In the meantime, Valadao and other vulnerable moderates are already facing a slew of television ads, billboards and town halls in their district pushing against Medicaid cuts — an onslaught that is likely to only increase in the coming weeks as Republicans get closer to taking a floor vote on their party-line megabill.
“We’re going through this partisan exercise to do what is supposed to be a tax bill, and it’s becoming a health care bill, which is what we’re trying to avoid, on an issue that desperately needs reform to make it better,” Valadao said.
This is a perception President Donald Trump wants to avoid, especially after the political firestorm Republicans unleashed on themselves over trying to repeal the Democrats’ health law back in 2017. House GOP leaders have also been aware of that tension for months. Still, Republicans continue to debate proposals behind closed doors that could lead to coverage losses for millions of low-income Americans in states that have expanded Medicaid.
Speaker Mike Johnson and other key House Republicans were also planning to make a final push in a meeting with Trump at the White House on Thursday to add even more health care policies to the megabill. That included pitching a controversial proposal to cap federal Medicaid allotments for states — a move that would score significant savings but risk millions of low-income Americans losing their health care.
What Valadao wants to know is whether some of the House GOP’s most politically explosive health care overhauls will actually pass muster with Senate Republicans and ultimately Trump.
“One of the most common questions I think is important to ask is, ‘Where’s the president on these issues?’ Because the president has made comments like he would veto anything that cut Medicaid,” Valadao said. “He said … he would support cutting waste, fraud and abuse.
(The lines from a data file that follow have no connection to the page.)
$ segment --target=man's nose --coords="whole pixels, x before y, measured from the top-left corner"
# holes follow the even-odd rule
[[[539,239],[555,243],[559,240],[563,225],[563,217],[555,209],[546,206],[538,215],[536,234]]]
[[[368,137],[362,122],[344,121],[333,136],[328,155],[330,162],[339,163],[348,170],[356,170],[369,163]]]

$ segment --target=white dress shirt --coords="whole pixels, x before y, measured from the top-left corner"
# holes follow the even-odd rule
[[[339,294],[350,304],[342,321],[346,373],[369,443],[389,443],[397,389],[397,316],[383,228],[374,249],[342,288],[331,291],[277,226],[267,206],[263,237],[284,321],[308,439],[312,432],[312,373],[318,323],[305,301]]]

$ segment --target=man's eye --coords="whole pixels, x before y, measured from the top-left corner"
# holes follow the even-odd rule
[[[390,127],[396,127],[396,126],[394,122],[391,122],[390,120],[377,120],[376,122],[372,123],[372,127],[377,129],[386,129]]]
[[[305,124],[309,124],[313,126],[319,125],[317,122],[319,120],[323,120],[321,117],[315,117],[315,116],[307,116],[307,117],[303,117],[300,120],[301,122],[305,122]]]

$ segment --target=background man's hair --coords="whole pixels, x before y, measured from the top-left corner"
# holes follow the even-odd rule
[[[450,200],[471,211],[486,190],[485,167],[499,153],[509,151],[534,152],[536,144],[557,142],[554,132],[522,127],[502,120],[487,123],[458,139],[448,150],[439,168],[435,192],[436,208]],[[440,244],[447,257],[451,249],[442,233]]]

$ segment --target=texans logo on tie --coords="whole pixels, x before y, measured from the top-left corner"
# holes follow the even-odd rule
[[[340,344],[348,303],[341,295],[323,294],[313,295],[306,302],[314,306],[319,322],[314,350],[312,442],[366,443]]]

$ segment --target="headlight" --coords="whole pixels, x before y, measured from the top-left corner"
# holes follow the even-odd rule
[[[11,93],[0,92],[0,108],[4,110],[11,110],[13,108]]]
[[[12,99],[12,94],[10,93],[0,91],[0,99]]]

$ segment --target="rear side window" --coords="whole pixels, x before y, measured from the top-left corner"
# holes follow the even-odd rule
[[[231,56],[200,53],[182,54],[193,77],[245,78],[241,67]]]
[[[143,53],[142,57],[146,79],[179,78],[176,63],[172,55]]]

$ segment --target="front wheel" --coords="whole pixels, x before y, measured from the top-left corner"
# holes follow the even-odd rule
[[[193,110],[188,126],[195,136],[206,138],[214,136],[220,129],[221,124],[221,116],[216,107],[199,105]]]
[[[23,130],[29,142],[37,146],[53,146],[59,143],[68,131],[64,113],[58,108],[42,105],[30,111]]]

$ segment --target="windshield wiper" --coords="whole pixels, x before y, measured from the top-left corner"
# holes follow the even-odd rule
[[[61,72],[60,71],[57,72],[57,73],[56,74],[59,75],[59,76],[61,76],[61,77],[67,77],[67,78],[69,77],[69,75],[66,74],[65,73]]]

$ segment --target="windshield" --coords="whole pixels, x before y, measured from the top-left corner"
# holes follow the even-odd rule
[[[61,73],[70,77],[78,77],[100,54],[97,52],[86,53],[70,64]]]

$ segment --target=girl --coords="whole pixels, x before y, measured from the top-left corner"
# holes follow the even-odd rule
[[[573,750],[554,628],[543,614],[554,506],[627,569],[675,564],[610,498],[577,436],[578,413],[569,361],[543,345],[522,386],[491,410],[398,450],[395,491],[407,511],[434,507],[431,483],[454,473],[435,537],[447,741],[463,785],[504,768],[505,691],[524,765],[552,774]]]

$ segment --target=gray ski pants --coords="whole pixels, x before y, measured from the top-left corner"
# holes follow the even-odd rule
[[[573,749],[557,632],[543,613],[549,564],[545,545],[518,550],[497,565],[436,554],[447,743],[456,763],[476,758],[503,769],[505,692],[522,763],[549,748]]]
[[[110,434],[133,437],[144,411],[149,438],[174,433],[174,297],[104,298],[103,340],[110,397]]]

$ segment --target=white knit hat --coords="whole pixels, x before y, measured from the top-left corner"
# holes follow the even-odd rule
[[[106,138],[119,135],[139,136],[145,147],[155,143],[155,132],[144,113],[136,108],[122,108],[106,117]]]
That’s such a broad term. And what is any one of those? So, it is a dangerous situation.“
Valadao’s drumbeat of warnings and back-channel maneuvering have at times privately irked senior Republicans who want the space to negotiate. Valadao is also not considered a close friend of the Trump administration, being one of the few Republicans left on Capitol Hill who voted to impeach Trump after the Jan. 6, 2021, attack on the U.S. Capitol.
“Obviously, I don’t have a direct line with him,” Valadao said — though despite not being on close terms with the president, he believes they could be on the same page on Medicaid. Regarding one controversial House Republican proposal to cap federal allotments for some Medicaid states, Valadao said he has “gotten some feedback that [Trump is] concerned with that as well.”
The White House did not respond to a request for comment, but Trump has privately indicated in recent days he does, in fact, share some of Valadao’s anxieties about changing the so-called federal medical assistance percentage.
GOP leaders also acknowledge Valadao is possibly the only Republican who can hang onto his competitive, blue-state district that helped the House GOP narrowly retain its majority the last two election cycles.
“David Valadao is the biggest team player I’ve interacted with in my time in Congress,” Rep. Blake Moore (R-Utah), a member of GOP leadership, said in a brief interview.
“He’s been through this before. He knows the ground truth,” Moore said. “Everything we’re doing right now is a balancing act.”